The up-again, down-again volatility of “security” as a trending topic gets at something else, too: just because a concept seems to be declining in frequency doesn’t mean the decline is irreversible. With respect to security, for example, several factors—e.g., the introduction of new (more stringent) privacy regulations; one or more widely publicized data breaches; embarrassing ethical misprisions involving the misuse of personally identifiable information; experimentation with new architectures, such as microservices, that pose unknown security risks—could create the conditions for a resurgence. There’s something else, too: information security is a hard problem area. It imposes unwelcome constraints and entails unwelcome compromises. Security best practices are often at odds with the needs or preferences of different kinds of users. There’s constant pressure to alter, weaken, or eliminate security controls. New practices or paradigms (such as bring-your-own device, self-service, and even cloud) periodically emerge to challenge something about the security status quo. In spite of—or because of—attempts to weaken, eliminate, or replace it, information security always comes surging back as a hot or trending topic.
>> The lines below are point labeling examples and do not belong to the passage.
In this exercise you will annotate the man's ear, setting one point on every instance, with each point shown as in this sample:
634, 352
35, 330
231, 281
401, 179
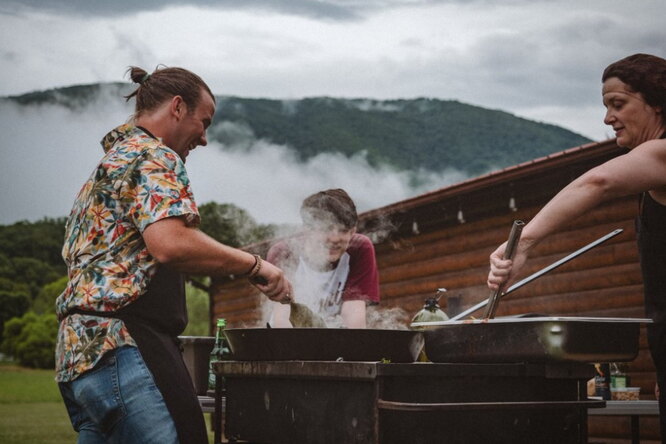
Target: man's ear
177, 107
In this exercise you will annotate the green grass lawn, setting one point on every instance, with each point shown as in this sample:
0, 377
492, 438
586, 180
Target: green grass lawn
31, 409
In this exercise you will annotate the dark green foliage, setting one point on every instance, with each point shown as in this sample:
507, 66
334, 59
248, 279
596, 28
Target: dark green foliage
45, 300
31, 339
232, 225
12, 304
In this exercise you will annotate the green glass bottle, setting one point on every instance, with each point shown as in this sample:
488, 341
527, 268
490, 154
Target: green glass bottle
220, 351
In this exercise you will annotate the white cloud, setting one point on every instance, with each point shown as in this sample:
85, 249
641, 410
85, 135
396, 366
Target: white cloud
49, 151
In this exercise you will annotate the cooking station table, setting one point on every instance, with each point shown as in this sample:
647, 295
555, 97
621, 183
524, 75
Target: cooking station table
373, 402
633, 409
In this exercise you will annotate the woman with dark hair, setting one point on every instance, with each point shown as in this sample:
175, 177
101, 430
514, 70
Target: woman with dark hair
130, 236
634, 94
332, 267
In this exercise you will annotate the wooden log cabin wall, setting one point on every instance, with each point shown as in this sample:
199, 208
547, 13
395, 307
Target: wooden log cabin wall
444, 238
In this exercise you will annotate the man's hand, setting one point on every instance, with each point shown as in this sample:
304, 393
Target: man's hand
272, 282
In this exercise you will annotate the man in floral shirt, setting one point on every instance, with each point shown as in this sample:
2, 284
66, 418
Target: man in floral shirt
130, 235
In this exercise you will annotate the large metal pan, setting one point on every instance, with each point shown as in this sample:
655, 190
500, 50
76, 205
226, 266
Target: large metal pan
324, 344
538, 339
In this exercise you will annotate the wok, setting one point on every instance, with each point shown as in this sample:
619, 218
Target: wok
538, 339
324, 344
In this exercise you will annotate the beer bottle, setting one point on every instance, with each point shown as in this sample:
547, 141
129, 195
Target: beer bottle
220, 351
602, 381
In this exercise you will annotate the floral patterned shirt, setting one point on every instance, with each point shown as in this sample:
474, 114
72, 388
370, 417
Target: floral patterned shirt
139, 181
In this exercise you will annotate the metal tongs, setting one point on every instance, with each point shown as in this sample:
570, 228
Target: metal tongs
509, 251
527, 280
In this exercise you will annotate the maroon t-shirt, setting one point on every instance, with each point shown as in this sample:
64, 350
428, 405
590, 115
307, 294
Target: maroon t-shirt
363, 280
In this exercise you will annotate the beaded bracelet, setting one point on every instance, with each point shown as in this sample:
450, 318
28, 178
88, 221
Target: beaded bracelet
256, 268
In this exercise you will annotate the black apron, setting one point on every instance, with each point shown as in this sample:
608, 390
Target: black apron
154, 321
651, 236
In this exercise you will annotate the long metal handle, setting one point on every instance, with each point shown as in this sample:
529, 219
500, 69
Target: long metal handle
528, 279
509, 251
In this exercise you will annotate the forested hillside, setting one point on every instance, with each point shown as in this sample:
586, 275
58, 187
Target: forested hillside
408, 134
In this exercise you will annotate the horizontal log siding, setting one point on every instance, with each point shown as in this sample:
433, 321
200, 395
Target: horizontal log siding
442, 252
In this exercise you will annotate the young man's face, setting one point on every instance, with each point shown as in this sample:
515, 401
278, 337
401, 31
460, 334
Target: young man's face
325, 243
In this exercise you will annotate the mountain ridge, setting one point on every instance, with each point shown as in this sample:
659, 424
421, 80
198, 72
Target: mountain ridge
407, 134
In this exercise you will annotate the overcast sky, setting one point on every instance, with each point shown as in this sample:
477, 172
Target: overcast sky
537, 59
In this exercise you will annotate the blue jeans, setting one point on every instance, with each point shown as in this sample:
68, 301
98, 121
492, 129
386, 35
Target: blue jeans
118, 402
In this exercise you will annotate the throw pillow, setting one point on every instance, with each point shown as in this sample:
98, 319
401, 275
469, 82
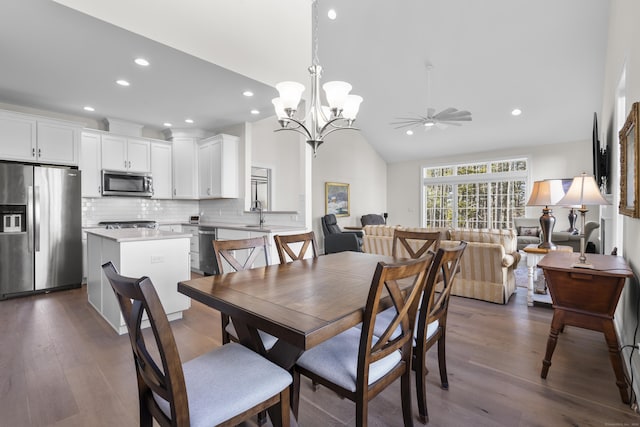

This is true of SQL, too. Developers disdain it, data scientists are more comfortable with other languages (such as Python), and business people have never, ever cottoned to it. But SQL is the lingua franca of data access—all relational databases (and many non-relational databases) “speak” it—as well as a powerful tool for describing, manipulating, and transforming data. This year, SQL sits at No. 105. That’s a decline of 17 positions from Strata NY 2018, and 67 positions from 2016. But SQL isn’t going anywhere. Relational databases aren’t going anywhere. If anything, SQL is in decline because, after a decade or more of furious innovation, it is no longer a red-hot focus of activity.

Security and SQL have staying power. Many trends and topics don’t, however. Some are like supernovae: they burst into prominence and then flame out into obscurity. Take “DataOps,” for example. As of Strata NY 2019, it sits at No. 518 in our analysis of proposals topics. That’s an increase of 1,532 positions over 2018 and a huge 3,056-place increase over 2017, when “DataOps” occurred just 10 times in all proposals. (“DataOps” wasn’t used in a single proposal in 2016.) But it’s still a relatively lackluster result, especially in light of how much emphasis BI, analytics, data management, and other vendors are giving to it. By way of contrast, the term “DevOps” occurs with much greater frequency in this year’s Strata proposals: it’s at No. 323 in our analysis, far outpacing DataOps, and up 236 places from 2018. “DevOps” has climbed 2,537 places since 2016.

Will “DataOps” crack the top 250 next year? Will it surge into the top 100—or, even the top 25—of topics? This much seems obvious: if it truly is disruptive, useful, confusing, and/or controversial, “DataOps” will ascend the ranks of Strata proposal topics. There’s plenty of precedent, after all.